Determine the real number $A$ such that the following equation has a real answer for $C$ for every real $B$ :
A² + B² + C² + 2ABC = 1
first I tried numbering B and find some good equality for example if we choose B=1 we can find A=C but surely this is does not answer the problem could you guys help to solve this problem?
On
Whichever variable we solve for, we discover the same thing.
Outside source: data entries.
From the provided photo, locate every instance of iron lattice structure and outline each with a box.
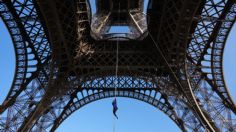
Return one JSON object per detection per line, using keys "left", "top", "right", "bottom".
{"left": 0, "top": 0, "right": 236, "bottom": 131}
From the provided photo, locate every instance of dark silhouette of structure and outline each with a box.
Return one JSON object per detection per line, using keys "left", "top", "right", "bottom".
{"left": 0, "top": 0, "right": 235, "bottom": 131}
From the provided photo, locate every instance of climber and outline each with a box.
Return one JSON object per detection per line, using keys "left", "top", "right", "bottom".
{"left": 112, "top": 98, "right": 118, "bottom": 119}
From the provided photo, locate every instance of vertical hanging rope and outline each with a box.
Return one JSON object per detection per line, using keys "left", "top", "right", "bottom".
{"left": 113, "top": 2, "right": 121, "bottom": 132}
{"left": 115, "top": 40, "right": 119, "bottom": 97}
{"left": 113, "top": 40, "right": 119, "bottom": 132}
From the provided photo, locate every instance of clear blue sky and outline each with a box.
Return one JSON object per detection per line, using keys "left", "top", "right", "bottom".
{"left": 0, "top": 1, "right": 235, "bottom": 132}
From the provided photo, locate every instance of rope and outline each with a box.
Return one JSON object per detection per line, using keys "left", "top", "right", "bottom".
{"left": 148, "top": 31, "right": 209, "bottom": 130}
{"left": 115, "top": 40, "right": 119, "bottom": 97}
{"left": 113, "top": 2, "right": 121, "bottom": 132}
{"left": 148, "top": 31, "right": 183, "bottom": 89}
{"left": 113, "top": 28, "right": 119, "bottom": 132}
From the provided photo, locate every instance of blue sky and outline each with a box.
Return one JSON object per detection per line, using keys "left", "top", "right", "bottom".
{"left": 0, "top": 1, "right": 236, "bottom": 132}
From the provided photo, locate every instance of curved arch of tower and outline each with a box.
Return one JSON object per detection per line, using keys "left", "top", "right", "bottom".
{"left": 0, "top": 0, "right": 235, "bottom": 131}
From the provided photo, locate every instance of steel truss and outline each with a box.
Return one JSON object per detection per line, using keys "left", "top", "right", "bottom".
{"left": 0, "top": 0, "right": 235, "bottom": 131}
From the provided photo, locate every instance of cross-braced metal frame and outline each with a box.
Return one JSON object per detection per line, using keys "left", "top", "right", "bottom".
{"left": 0, "top": 0, "right": 235, "bottom": 131}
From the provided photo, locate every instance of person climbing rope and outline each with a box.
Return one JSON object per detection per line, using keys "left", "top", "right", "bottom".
{"left": 112, "top": 98, "right": 118, "bottom": 119}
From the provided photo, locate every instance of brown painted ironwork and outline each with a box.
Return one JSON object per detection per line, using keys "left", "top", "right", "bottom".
{"left": 0, "top": 0, "right": 235, "bottom": 131}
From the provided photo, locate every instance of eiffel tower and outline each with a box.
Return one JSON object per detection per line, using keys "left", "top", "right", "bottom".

\begin{align*} A² &+ B² + C² + 2ABC = 1\\ A² &+ (2BC)A + (B² + C² - 1) = 0\\ \\ A &= \frac{-2BC\pm\sqrt{(2BC)^2-4(1)(B² + C² - 1)}}{2}&\\ A &= -BC\pm\sqrt{(B^2 - 1) (C^2 - 1)}\\ \end{align*}
Here, we can see that both variables under that radical must be greater than one of less than one. Since the variables are interchangeable, we know that all three must share this property so, either $A,B,C \le 1$ or $A,B,C \ge1,\space$ –– in absolute value that is.
Solve for $C$:
$$C=-AB\pm\sqrt{A^2B^2-A^2-B^2+1}$$
We need a real $A$ such that $A^2B^2-A^2-B^2+1\geq 0$ for any real $B$. Notice that we can factor this to get
$$(A^2-1)(B^2-1)\geq0.$$
Since $B^2-1\geq0$ for all $|B|\geq1$ and $B^2-1<0$ for all $|B|<1$, there are only two $A$-values that can maintain the above inequality regardless of the $B$-value; that is, $A=\pm1$.